El agente, John Asaro, era de origen mexicano. Ya calveaba, pero tenía un poblado mostacho. Debía de tener casi 50 años. El otro agente se llamaba Raymond Cosgrove. Eran buenos elementos, profesionales del FBI de alto nivel. Kyle Craig no me estaba tratando nada mal.
Yo no podía apartar la vista de Rudolph y de su rubio «ligue». Ella acababa de señalar hacia un Mercedes negro, que llevaba la capota bajada. En aquel lado de la acera había otras famosas tiendas: Eyeworks, Gallay Melrose… Una llamativa valla publicitaria, en la que se veían unas botas vaqueras de más de dos metros de altura, enmarcaba su melena rubia agitada por el viento.
Los escuchábamos mientras hablaban en la bulliciosa calle. Los micrófonos direccionales lo captaban todo. Ninguno de los agentes que iban en los vehículos hacía el menor ruido.
—Ese coche de ahí es el mío, el deportivo. Y la pelirroja del asiento del acompañante es mi… novia. ¿De verdad creía que iba a ligárseme así por las buenas? —le dijo la rubia, que hizo castañetear los dedos, y los brazaletes resonaron casi en pleno rostro de Rudolph—. ¡Anda y no me taladres más, imbécil!

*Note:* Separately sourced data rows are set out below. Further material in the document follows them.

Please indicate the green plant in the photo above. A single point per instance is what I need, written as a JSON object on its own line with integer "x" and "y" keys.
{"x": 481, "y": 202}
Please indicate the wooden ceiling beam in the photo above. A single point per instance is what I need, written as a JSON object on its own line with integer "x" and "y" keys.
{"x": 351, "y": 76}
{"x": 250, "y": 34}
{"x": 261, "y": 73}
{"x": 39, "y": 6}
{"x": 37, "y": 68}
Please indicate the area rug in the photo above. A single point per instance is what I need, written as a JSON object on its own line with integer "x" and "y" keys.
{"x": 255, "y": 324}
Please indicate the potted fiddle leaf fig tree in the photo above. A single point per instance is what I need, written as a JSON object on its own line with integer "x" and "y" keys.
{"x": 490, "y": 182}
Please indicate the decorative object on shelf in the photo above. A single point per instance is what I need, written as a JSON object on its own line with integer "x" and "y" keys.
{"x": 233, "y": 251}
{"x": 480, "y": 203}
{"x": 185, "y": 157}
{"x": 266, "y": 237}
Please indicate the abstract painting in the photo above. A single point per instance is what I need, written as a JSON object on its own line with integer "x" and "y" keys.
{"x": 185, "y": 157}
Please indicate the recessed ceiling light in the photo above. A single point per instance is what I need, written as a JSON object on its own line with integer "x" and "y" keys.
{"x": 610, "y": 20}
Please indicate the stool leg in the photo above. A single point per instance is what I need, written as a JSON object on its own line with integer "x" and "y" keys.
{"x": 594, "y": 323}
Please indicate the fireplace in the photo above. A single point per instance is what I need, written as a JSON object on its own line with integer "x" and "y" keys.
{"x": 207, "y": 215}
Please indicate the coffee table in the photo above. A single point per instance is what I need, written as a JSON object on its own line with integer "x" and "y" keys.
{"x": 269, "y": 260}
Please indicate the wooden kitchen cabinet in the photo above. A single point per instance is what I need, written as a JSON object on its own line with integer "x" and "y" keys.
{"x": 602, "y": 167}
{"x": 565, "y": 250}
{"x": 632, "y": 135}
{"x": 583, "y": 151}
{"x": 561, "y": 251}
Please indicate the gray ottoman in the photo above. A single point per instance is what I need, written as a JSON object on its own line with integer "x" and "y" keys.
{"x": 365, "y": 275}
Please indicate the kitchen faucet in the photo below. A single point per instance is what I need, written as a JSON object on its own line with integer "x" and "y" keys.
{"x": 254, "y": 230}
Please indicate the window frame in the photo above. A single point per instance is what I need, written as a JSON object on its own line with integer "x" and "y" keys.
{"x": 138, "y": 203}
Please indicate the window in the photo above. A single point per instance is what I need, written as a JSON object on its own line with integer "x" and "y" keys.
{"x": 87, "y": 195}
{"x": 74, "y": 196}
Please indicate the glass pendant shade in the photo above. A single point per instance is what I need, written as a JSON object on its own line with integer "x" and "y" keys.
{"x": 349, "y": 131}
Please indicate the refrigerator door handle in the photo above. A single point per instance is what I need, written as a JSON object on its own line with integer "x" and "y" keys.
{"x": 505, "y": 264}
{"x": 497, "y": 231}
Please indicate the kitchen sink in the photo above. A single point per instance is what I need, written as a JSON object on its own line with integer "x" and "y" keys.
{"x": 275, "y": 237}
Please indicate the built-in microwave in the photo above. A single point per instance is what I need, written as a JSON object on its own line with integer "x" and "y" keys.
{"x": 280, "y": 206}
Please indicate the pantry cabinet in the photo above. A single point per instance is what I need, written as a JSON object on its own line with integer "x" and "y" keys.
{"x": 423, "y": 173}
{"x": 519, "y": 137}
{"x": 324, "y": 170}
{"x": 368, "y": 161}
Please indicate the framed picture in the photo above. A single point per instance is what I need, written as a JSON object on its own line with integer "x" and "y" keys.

—¡Joder! ¡Cómo se ha quedado con él! ¡Cojonudo! Esto sólo puede pasar en Los Ángeles —exclamó John Asaro.
Raymond Cosgrove golpeó el salpicadero con el carpo de la mano derecha.
—¡Qué cabrona! —dijo—. ¡Que se va! ¡Vuelve con él, cariño! Dile que era sólo una broma.
Casi lo teníamos. Me ponía enfermo pensar que pudiera escapársenos. Tenía que atraparlo haciendo algo ilegal, pues, de lo contrario, no podríamos detenerlo.
La rubia cruzó Melrose Avenue y subió al negro y reluciente Mercedes. Su amiguita era pelirroja y llevaba el pelo corto. Sus largos pendientes de plata reflejaban la luz del sol. La mujer se inclinó y besó a su novia.
El doctor Will Rudolph no parecía enfadado. Seguía en la acera con las manos en los bolsillos de su blazier, tan tranquilo. Inexpresivo. Como si nada hubiese ocurrido. ¿Sería ésa la máscara del Caballero?
Las amantes del descapotable saludaron con la mano al pasar con el Mercedes frente a él. Rudolph correspondió al saludo desenfadadamente y se encogió de hombros.
—Ciao, jovencitas —lo oímos musitar a través de los micrófonos—. Me gustaría haceros picadillo y echaros a las gaviotas de Venice Beach. Pero… no desesperéis, imbéciles bolleras, que no olvidaré la matrícula de vuesas Mercedes.